現社長も報酬返上を行い、社内の統治改革に着手。
● JR西日本副社長パワハラ認定(2023年発生→2025年に報道)
大雪時の会議での言動がパワハラと認定。
2025年には、鉄道会社の労務管理の象徴的事例として再度取り上げられた。
● 福井県知事(2025年12月辞任)
複数の県職員に対し、セクハラにあたるテキストメッセージを送り辞任
当事者は皆「まさかこの程度で辞任になる時代になるとは」と感じていたことであろう。少し前までは、「多少の強い指導」や「多少の性的な行為や発言」は許容される風潮があった。しかし今は、内部通報窓口や独立性のある調査委員会があったり、SNSで事実が可視化されることなどもあり、 “見えなかったものが見える時代”に移行している。

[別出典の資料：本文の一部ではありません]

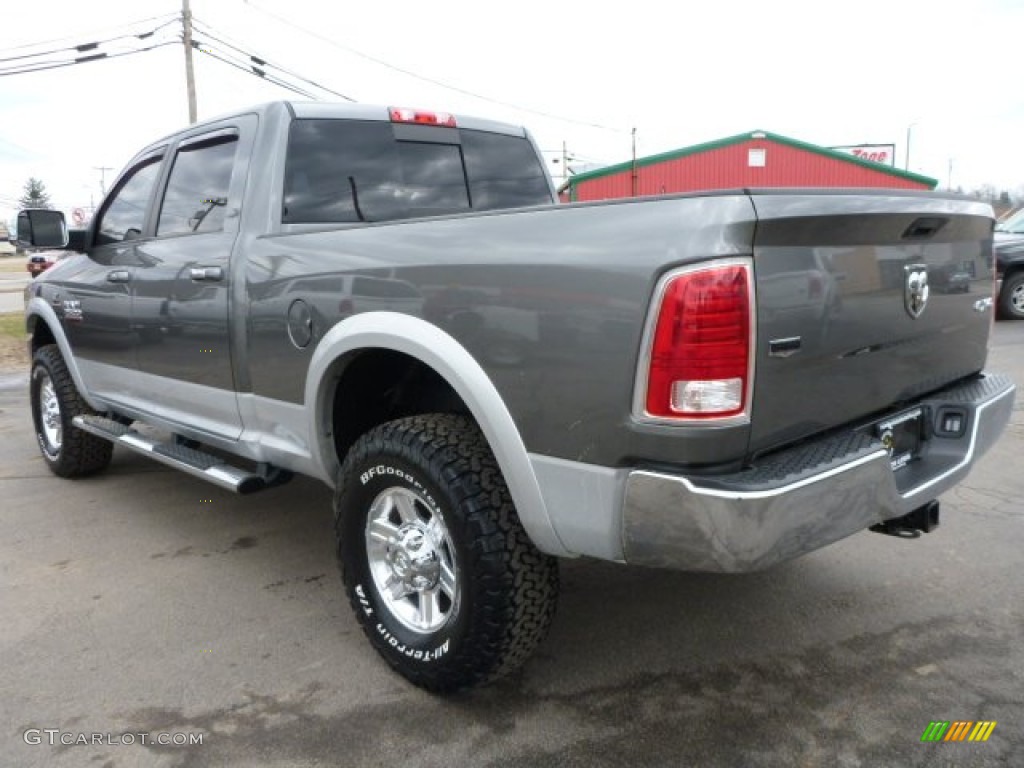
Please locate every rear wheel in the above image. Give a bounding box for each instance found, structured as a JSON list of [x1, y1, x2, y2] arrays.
[[999, 272, 1024, 320], [30, 344, 113, 477], [334, 413, 558, 693]]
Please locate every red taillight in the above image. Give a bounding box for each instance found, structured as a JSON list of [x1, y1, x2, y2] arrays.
[[389, 107, 457, 127], [644, 264, 752, 420]]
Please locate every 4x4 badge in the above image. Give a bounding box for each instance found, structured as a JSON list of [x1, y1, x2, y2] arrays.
[[904, 264, 929, 318]]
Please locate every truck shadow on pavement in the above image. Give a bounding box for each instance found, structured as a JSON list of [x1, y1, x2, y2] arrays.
[[69, 452, 1020, 767]]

決してトップの人々が急に乱暴になったり、わいせつになったりしたわけではない。ただ、これまで当たり前だった行動の一部が、時代の変化によって“問題化”するようになり、そして今年、その流れが一気に表面化したのである。
これらのハラスメント辞任が示しているのも、クマ被害やランサムウェアと同じ構造である。つまり、「予兆はあったのに、それを“現実の危機”として扱わないままやり過ごす」という、人間特有の認知の遅れである。
言い換えれば、「新しいルールが既に動き始めているのに、その重さを自分事として理解していなかった」のである。これらもまた、今年のクマ被害が示した認知ギャップとまったく同じ軌道を描いている。